Human genome 23,000 genes. The human microbiome on average, about 2,000,000 unique genes.
Somewhere around 99%. So we can ask a series of biological questions about the microbiome.
What is the identity of the microbes that populate their hosts, who are they? What are
they doing? What’s their function? How is the host responding to them? Ideologically.
What are the forces that maintain equilibrium among the populations, why don’t they kill
us? Why don’t we kill them? How can we live together for so many years? We’re particularly
interested in that question. What are the unique characteristics of each individual,
how do we differ from one another microbiologically? And most importantly, how can we manipulate
this? How can we advance the science in this field so that we can understand the answers
to those previous questions so that we can prove how, and fight disease. When babies
are born, their microbiome is very un-adult-like, and then gradually, and progressively, it
becomes more and more adult-like until it is. And what’s important is that the age of
this transition is the age of three years. So this first three years of life is the time
when the microbiome is developing. It’s the most dynamic, it’s the most different from
adult, and our course this first three years is the time that babies are developing, also.
They’re developing their metabolism, they’re developing immunity, cognition. How long has
this been going on? This is a phylogeny, this a family tree of these wild hominids and you
can see there’s a certain pattern of branching, and this is what we accept is the ancestry
of the hominids. And here, is a family tree of the microbes of the fecal microbiota in
these same animals. And if you look carefully at the branchings, you see that they’re all
the same. So this property, this congruence between the two family trees means that the
transmission of the microbes, just like the host genes, the transmission is vertical,
just like their human or their monkey genes that they get their microbial genes. So this
tells us it’s inherited, it’s from Mom, and it’s also evidence for co-evolution. It’s
been going on, this family tree of hominids is about four million years of evolution.
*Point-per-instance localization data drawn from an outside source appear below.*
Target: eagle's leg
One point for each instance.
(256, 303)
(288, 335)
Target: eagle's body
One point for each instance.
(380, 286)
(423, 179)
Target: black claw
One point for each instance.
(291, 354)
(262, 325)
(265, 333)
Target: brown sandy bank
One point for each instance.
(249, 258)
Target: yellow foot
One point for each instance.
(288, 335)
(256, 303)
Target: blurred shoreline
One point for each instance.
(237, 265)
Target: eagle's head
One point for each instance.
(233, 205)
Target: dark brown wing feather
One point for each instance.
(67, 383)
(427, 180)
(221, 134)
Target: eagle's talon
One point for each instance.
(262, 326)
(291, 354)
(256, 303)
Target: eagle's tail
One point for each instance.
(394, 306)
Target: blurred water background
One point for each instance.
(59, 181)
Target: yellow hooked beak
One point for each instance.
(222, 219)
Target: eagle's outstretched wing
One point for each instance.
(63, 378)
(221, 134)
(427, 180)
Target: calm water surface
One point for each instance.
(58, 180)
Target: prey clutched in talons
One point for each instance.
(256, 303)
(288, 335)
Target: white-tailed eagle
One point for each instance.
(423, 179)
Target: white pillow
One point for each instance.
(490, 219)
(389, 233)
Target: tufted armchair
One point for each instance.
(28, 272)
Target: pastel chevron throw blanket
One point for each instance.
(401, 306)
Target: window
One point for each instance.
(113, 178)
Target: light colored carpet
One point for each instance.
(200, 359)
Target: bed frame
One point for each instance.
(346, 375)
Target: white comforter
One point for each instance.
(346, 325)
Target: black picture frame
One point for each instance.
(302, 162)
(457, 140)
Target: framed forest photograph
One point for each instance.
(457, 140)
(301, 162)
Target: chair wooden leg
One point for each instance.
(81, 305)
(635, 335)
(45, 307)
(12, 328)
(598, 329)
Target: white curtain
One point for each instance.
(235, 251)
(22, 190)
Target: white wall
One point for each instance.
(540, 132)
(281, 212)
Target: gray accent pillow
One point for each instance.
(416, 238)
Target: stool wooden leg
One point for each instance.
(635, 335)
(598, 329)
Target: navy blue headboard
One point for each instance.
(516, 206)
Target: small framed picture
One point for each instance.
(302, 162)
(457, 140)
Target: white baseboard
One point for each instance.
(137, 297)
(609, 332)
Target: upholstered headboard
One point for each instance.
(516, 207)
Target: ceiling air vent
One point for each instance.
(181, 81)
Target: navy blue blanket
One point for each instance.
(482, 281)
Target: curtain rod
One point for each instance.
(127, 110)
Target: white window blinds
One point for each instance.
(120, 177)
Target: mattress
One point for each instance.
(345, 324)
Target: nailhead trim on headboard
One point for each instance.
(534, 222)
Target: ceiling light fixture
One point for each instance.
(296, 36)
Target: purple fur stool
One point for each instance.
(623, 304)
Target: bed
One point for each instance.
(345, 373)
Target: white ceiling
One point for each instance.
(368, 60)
It begins at the moment of birth. As the baby passes from the womb through the birth canal,
they acquire their mom’s microbes, we all, by in large, have acquired our moms’ microbes
where, as we go out the birth canal, we’re covered by them, we swallow the microbes,
then the baby comes into contact with the mom’s skin, and the mom’s breast, and the
mom is kissing, and licking the baby, and this is the inter-generational transfer of
microbes for us mammals it’s been going on for hundred million years. And it begins starting
at the moment of birth. That’s how it’s been. But now, in these modern times, moms aren’t
the same as they used to be. They live in an environment with antisepsis, antibiotics
that are selecting different organisms in them, their diets are different than they
used to be with different antibacterial materials in the diets, and other factors. And babies
aren’t the same as they used to be. In fact, today, in the United States, 32% of babies
are born by Cesarean section, that’s one in three. In some places, like Rio de Janiero
and urban China, it’s about 50%. So, this is a huge change in the beginning of the microbiota
and then the babies are washed extensively, very early, they are given formula which resembles
human milk in color but not in many other ways. And very importantly, babies are getting
a lot of antibiotics, and I’m going to talk about that. So the whole, this whole early
period of transition, the inter-generational hand-off, is very much impacted. And I want
to introduce a concept that we’ve been developing over the last, more than a decade, which I
call the “Disappearing Microbiota Hypothesis”, and it has four tenants. Beginning in the
late 19th century, changing human ecology has dramatically altered the transmission
and maintenance of our indigenous microbiota. These changes in ecology have affected its
composition, and we have examples of this. The altered composition affects human physiology,
and thus disease risk. We have some examples of this. And very importantly, loss of ancestral
bacteria usually acquired early in life is especially important because it affects a
developmentally-critical stage. So this is the hypothesis, about five years ago, Dr.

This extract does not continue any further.